Les travailleurs de TST sont aujourd’hui au deuxième et dernier jour de grève (le premier a eu lieu mercredi) pour exiger une mise à jour des salaires.

Avant même que le syndicat ne fournisse des données à Lusa, l’entreprise a déclaré que la grève avait enregistré, jusqu’à 9h00 aujourd’hui, une participation de 88,5% dans les services de transport et de 66,7% du nombre total de travailleurs.

« L’adhésion d’aujourd’hui est similaire à celle de mercredi. Il se situe entre 90 et 95 % dans les services de transport et les ateliers », a-t-il déclaré à Lusa João Saúde, de la Fédération des syndicats des transports et des communications (Fectrans), vers 10h30.

João Saúde a également déclaré que les travailleurs attendaient une réponse de l’entreprise à la demande de réunion urgente.

Mercredi, les travailleurs ont annoncé qu’ils allaient demander une réunion à l’entreprise après qu’elle eut présenté une proposition en deçà des attentes concernant l’échelle des salaires.

Parmi les propositions figure une augmentation de la valeur des indemnités d’ancienneté au 1er juillet de 15 euros ainsi que la suppression en janvier 2022 du poste d’agent célibataire.

« Le travailleur a une subvention pour faire le travail de collecteur de billets [agente único]. L’entreprise veut éliminer et intégrer la valeur dans le salaire. Cela donne la fausse idée que les travailleurs de TST passeraient d’un salaire de 700 euros à 840 euros et c’est ce qu’ils perçoivent déjà », a-t-il déclaré.
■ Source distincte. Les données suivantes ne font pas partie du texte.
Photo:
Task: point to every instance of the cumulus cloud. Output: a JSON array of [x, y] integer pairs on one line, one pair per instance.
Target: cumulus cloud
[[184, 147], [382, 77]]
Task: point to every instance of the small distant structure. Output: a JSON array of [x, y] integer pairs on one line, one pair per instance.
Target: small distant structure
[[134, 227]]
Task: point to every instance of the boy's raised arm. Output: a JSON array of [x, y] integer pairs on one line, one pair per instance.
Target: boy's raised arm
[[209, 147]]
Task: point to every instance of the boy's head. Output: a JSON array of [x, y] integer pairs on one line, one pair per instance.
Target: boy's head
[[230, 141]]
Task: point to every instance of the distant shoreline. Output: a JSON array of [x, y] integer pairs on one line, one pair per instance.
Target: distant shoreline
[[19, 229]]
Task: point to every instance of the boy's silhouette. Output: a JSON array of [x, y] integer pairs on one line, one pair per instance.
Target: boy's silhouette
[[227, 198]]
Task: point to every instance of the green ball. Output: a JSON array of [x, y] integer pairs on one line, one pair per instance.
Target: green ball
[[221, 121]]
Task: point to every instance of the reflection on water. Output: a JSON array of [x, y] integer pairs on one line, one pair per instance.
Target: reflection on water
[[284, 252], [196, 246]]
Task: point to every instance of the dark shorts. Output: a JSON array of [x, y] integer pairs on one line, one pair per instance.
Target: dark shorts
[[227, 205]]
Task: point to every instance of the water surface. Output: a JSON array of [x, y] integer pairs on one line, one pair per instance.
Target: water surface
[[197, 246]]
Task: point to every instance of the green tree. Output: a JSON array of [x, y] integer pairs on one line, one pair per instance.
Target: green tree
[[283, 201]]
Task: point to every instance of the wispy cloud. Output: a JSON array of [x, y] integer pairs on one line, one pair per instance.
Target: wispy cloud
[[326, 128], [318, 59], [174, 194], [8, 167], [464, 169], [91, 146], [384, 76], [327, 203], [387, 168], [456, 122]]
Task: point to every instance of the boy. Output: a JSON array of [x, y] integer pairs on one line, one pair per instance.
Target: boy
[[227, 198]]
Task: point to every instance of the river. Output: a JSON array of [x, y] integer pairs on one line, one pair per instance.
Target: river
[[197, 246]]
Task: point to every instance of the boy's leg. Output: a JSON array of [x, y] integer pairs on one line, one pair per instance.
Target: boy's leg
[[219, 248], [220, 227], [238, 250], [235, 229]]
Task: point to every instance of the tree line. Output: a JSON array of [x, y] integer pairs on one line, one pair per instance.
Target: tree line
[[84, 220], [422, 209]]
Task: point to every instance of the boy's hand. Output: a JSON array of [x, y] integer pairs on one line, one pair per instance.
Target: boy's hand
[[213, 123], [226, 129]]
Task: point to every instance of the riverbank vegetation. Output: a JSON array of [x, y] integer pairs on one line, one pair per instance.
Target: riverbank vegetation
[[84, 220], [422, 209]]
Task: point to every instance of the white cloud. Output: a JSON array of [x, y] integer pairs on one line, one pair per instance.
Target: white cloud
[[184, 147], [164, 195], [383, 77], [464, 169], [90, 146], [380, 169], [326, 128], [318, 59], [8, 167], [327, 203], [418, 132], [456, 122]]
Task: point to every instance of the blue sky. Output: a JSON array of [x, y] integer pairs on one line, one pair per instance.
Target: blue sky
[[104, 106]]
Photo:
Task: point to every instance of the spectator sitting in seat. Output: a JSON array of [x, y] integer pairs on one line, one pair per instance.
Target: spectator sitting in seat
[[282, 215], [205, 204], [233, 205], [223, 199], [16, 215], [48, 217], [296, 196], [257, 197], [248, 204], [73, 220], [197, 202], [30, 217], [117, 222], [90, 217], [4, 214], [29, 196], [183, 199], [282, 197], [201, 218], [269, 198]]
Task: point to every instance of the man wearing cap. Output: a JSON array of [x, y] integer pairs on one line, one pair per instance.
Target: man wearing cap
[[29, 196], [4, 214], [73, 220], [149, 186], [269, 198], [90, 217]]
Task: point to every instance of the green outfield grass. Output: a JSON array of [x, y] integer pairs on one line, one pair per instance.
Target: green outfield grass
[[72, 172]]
L’entreprise propose également, selon João Saúde, l’augmentation de la subvention alimentaire à 6,50 euros et à 7,63 euros dans le cas de la subvention alimentaire en voyage.

« Les travailleurs réunis en plénière n’étaient pas d’accord avec ces propositions, qui ne leur donnent rien de concret quant à l’évolution de la grille salariale. Un salaire compris entre 900 et 1.000 euros de base, compte tenu de l’usure du métier de chauffeur, de la responsabilité et de la violence de l’horaire, serait, à ce stade, un salaire pour un éventuel accord », a-t-il déclaré.

Le 20 mai, les travailleurs avaient donné 15 jours à l’entreprise pour répondre à la demande de mise à jour des salaires et, n’ayant pas reçu de réponse, ils ont décidé d’aller vers la grève.

À l’époque, João Saúde expliquait que les travailleurs exigent une mise à jour de leurs salaires car ils comprennent qu' »ils ne peuvent pas gagner le salaire minimum national ».

TST, détenue par le groupe Arriva, développe son activité dans la péninsule de Setúbal, couvrant les municipalités d’Alcochete, Almada, Barreiro, Moita, Montijo, Palmela, Seixal, Sesimbra et Setúbal, et effectuant des services de transport de passagers, à travers différents itinéraires urbains, banlieue et rapide.